Lily Martha Maud McDougall (25 July 1875 - 21 December 1958), Lily McDougall, was a Scottish artist and hostess.

== Early life ==
McDougall was born in Glasgow. McDougall grew up in Glasgow and Bonnyrigg in an artistic family, and was encouraged to paint by her father, William H McDougall.

== Career ==
McDougall started her studies at the Royal Institution in Edinburgh.
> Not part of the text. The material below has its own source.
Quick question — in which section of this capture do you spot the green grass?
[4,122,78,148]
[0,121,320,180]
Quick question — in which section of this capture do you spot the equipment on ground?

She later continued her studies in The Hague School of Art in Antwerp and in the Carrière Academy in Paris, after which McDougall returned to continue her work in Scotland.

McDougall had a studio at 45 Frederick Street in Edinburgh.

Inspired by his daughter's efforts to exhibit her art, McDougall's father founded the Scottish Society of Women Artists (SSWA), currently known as the Visual Arts Scotland, in 1924.

=== Art style ===
McDougall is most notably known for her flower paintings. Her paintings are mentioned to have influenced the works of William Gillies, a Scottish painter who had his studio space next to McDougall's on Frederick Street.